The life insurance companies wanted to have an LTCi product to offer so that their sales agents could earn commissions without having to wander outside the companies portfolio of products – most of those products being centered around life-insurance relationships. Corporate managements tended to believe that they knew insurance and had actuaries on staff, so executives responded to pleas from the agents and ordered LTCi products to be developed for marketing.

The result is that both DI and LTCi have proven highly challenging and largely unprofitable for most companies offering the products. Whether the New York Life product will be an exception will depend on whether it has the needed specialized management and whether those who are able to manage the business are allowed to stay with it if it grows and presents a career opportunity within that company. Rising life insurance company executives tend to be administrators more than they are skilled in risk management so the qualities of the governing executives can make the difference between success or loss. Since life insurance is a sales-driven business, support for sales tends to take precedence in a life insurance company over other predictors of financial success.

There is one company that does specialize very effectively in LTCi and that is Lifecare Assurance. Others like Genworth and a few others are prominent and there is an active reinsurance market. Lifecare is notable because it is able to provide a product to be market under the brands of other primary insurance companies, providing a full turnkey operation and exceptional expertise. Like New York Life, John Hancock has been prominent in LTCi, though it’s unclear how successful those ventures have been.

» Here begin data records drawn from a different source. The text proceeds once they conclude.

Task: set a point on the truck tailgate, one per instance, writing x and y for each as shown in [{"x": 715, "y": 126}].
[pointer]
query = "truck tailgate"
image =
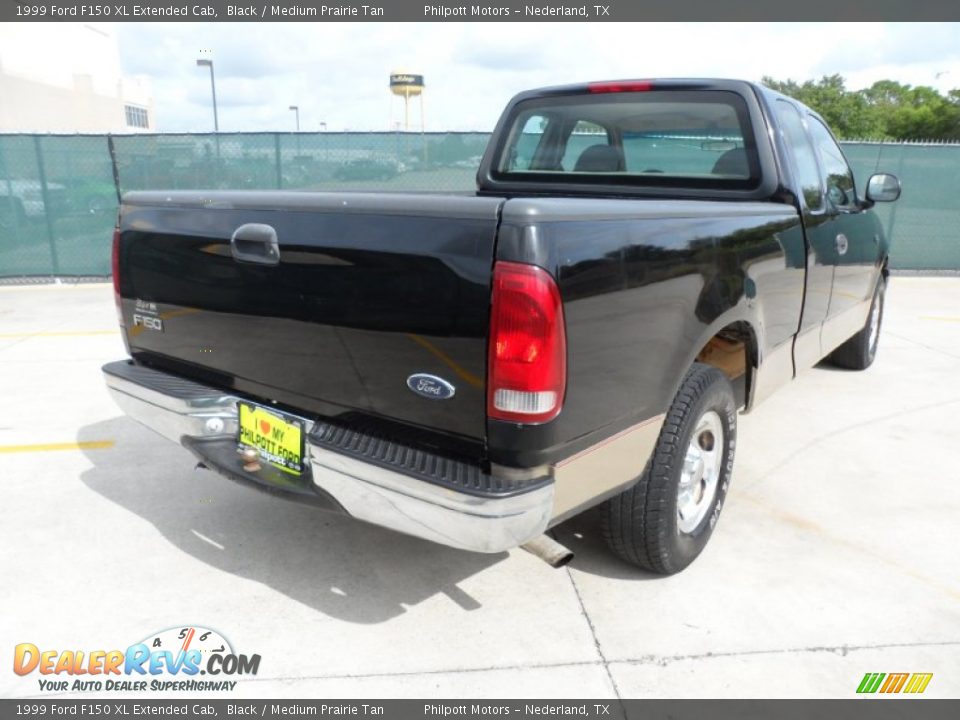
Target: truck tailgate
[{"x": 365, "y": 291}]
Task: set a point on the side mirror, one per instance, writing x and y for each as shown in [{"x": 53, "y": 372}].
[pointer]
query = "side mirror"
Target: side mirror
[{"x": 883, "y": 187}]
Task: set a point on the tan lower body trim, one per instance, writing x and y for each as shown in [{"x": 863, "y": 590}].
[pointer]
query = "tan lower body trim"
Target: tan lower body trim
[
  {"x": 602, "y": 469},
  {"x": 775, "y": 369}
]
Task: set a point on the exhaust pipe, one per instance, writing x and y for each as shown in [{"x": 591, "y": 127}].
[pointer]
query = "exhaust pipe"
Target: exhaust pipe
[{"x": 549, "y": 550}]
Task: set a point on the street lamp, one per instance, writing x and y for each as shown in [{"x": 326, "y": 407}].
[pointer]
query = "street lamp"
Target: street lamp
[{"x": 213, "y": 90}]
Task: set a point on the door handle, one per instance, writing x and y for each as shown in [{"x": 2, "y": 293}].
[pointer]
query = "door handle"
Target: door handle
[
  {"x": 255, "y": 243},
  {"x": 842, "y": 244}
]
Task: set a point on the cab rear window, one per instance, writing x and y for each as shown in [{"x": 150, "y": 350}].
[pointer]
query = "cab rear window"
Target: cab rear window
[{"x": 674, "y": 138}]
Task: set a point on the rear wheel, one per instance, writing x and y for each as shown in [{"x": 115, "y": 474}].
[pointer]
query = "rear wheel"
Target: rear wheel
[
  {"x": 859, "y": 352},
  {"x": 12, "y": 215},
  {"x": 664, "y": 521}
]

More recently, the Continuing Care Retirement industry has been exploring Continuing Care at Home (CCaH), which allows people to receive in home LTC benefits without having to move onto a campus. While CCaH is essentially the same as LTCi, often with case management built in, state insurance departments have not required that CCaH providers be licensed or capitalized as insurance companies. That may suggest that there may be financial problems later on as claims experience develops and as the insureds age though that has not occurred so far. Any insurance enterprise can show favorable early results unless sufficient account is taken of the potential for deferred claims later as the book of business matures.

There is much to be said for the case managed model for a product like LTCi. It can give the financial guarantor, the insurance company in the case of LTCi, an edge in seeking to manage to expectations. The challenge is that others may push back against reasonable limits on claims abuse since the providers of services stand to benefit from accelerating claims rates and durations and since the plaintiffs’ bar is quite successful in curbing insurance company efforts to manage to reasonable standards.

Thus, it seems unlikely that a healthy LTCi market can develop in itself, as is the model for the CCaH variant of LTCi. Tying the products to related asset products like annuities, as your article suggests, can temper the insurer’s exposure and can ensure that the policyholder also has incentives to try to contain claims within what is reasonably needed.

A major step forward could be made toward viability of both DI and LTCi if the American legal system could be changed to require that unsuccessful plaintiffs pay all the legal fees and other expenses of the defendants they sue. There is also a question whether contingent fee legal representation is as ethical as we would hope that our justice system might be. Finally, there is a question where the responsibility of regulators leaves off the liability exposure of purveyors should begin. I’d love to know how law students think about questions like these, which are fundamental to today’s practice of law.